The largest coal company in the United States has acknowledged natural gas’ contribution to the industry pressures that caused it to file for Chapter 11 bankruptcy protection.

Peabody Energy, the fifth-largest coal producer in the world by revenue in 2014 with $6.7 billion in sales, said it filed petitions under Chapter 11 for the majority of its US assets in the United States Bankruptcy Court for the Eastern District of Missouri.

Industry pressures in recent years have included “overproduction” of domestic shale gas and ongoing regulatory challenges, it said. But it predicted US gas prices would rebound from recent lows, and that thermal coal would continue to fuel hundreds of existing coal-generating plants and “scores more” that are under construction.

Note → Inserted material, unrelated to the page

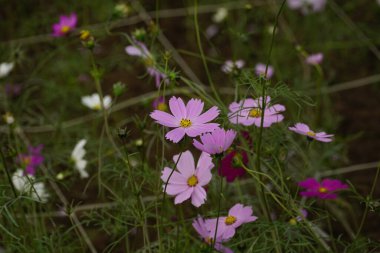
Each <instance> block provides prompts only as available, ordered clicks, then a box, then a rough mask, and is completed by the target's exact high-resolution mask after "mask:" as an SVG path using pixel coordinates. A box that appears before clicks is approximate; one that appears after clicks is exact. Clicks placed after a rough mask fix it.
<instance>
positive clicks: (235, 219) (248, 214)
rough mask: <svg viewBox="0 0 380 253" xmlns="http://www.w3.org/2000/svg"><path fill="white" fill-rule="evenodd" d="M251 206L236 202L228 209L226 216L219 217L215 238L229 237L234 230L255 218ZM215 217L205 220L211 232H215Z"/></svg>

The US Energy Information Administration (EIA) noted in its latest report on natural gas supply in the northeast United States that prices were kept “low and stable” by a combination of increased deliveries of liquefied natural gas into the region, a fuel-adequacy winter-reliability program, and the warmest winter on record.

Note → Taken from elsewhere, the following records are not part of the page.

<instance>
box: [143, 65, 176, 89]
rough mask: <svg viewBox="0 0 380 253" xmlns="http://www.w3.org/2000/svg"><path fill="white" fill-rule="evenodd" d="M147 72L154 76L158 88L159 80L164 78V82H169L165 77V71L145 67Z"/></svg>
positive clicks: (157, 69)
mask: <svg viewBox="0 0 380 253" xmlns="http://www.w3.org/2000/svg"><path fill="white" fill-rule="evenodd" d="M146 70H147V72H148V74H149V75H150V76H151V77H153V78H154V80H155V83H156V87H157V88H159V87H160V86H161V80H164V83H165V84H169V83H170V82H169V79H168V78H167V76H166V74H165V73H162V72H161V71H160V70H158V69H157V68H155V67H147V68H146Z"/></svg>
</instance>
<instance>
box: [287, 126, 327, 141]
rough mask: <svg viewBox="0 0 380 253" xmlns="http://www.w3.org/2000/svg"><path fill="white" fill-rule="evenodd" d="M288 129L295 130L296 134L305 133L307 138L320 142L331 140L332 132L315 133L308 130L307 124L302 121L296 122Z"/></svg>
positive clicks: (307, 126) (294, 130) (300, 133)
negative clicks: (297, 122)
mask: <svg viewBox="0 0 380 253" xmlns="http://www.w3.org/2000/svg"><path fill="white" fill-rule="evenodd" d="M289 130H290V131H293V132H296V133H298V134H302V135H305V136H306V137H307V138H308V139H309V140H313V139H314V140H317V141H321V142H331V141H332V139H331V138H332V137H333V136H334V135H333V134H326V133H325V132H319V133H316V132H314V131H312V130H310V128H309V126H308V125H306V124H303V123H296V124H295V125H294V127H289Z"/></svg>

Day-ahead peak period electricity prices at the Massachusetts Hub peaked at $66 per megawatt hour (MWh) this winter, down from peaks of $211/MWh during the winter of 2014-15 and $438/MWh in 2013-14. Prices in New York City peaked at $71/MWh this winter, down from highs of $223/MWh during winter 2014-15 and $519/MWh during winter 2013-14, the EIA said.

Because natural-gas generators often set the marginal price for electricity in the Northeast, wholesale electricity prices closely reflect wholesale natural gas prices, which were similarly low this winter, the EIA said. Day-ahead natural gas prices in the Boston area peaked at $7.85 per million British thermal units (MMBtu) this winter, down from peaks of $29.25/MMBtu in the winter of 2014-15 and $77.60/MMBtu in the winter of 2013-14. Prices in New York City peaked at $7.62/MMBtu this winter, down from highs of $35.37/MMBtu during winter 2014-15 and $120.75/MMBtu during winter 2013-14.

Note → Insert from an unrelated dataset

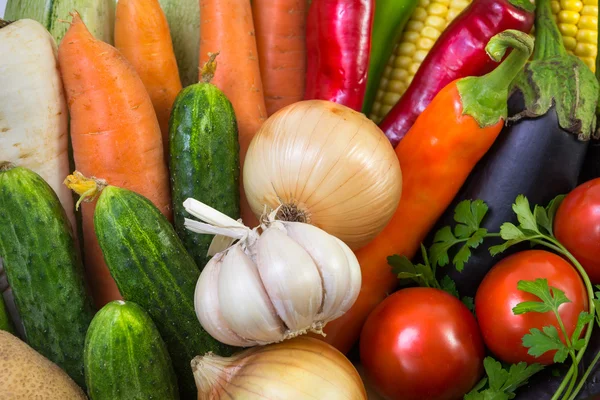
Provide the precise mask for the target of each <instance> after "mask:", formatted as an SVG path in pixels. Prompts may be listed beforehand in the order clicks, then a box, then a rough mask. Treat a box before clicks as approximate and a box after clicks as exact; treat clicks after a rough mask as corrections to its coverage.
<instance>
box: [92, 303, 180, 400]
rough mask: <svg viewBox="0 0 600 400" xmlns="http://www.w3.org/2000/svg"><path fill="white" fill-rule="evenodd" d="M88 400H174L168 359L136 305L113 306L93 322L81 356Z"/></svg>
mask: <svg viewBox="0 0 600 400" xmlns="http://www.w3.org/2000/svg"><path fill="white" fill-rule="evenodd" d="M84 365H85V379H86V383H87V387H88V393H89V395H90V398H91V399H92V400H146V399H160V400H177V399H179V392H178V389H177V378H176V377H175V372H174V371H173V364H172V363H171V357H170V356H169V353H168V352H167V347H166V346H165V343H164V341H163V339H162V338H161V337H160V335H159V333H158V330H157V329H156V326H155V325H154V322H152V319H150V316H149V315H148V314H147V313H146V312H145V311H144V310H143V309H142V308H141V307H140V306H138V305H137V304H135V303H132V302H124V301H120V300H119V301H112V302H110V303H108V304H107V305H105V306H104V307H103V308H102V309H101V310H100V311H98V313H97V314H96V316H95V317H94V319H93V320H92V323H91V325H90V328H89V330H88V333H87V336H86V341H85V352H84Z"/></svg>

TransCanada to build sixth Mexico pipeline

TransCanada has won the rights to build and operate the Tula–Villa de Reyes pipeline in central Mexico. The contract includes an agreement with the Federal Electricity Commission to supply 886 million cubic feet per day (MMcfd).

The Canadian firm expects to invest about $550 million in the 36-inch diameter, 420-kilometre (261-mile) pipeline and anticipates an in-service date of early 2018. The pipeline will begin in Tula, located just north of Mexico City in the state of Hidalgo, and terminate in Villa de Reyes, in the state of San Luis Potosí, transporting natural gas to power generation facilities in the Central region of the country. The project will interconnect with two of TransCanada's five other Mexico pipelines – the Tamazunchale and Tuxpan-Tula pipelines, and with other transporters in the region.

Natural-gas demand in Mexico’s Central region will increase at an average annual growth rate of about 4.4% from 818 MMcfd in 2013 to 1,562 MMcfd in 2028, the Ministry of Energy forecast in its 2014 Natural Gas Prospectus. Demand is forecast to rise 3.5% per year across Mexico’s 32 states in the same period from 6,952 MMcfd to 11,595 MMcfd. Demand in Hidalgo and San Luis Potosí will grow at a faster pace than in the rest of the nation, with Hidalgo’s forecast to increase by 7.5% per year to 607MMcfd and San Luis Potosí’s by 10.9% to 825 MMcfd.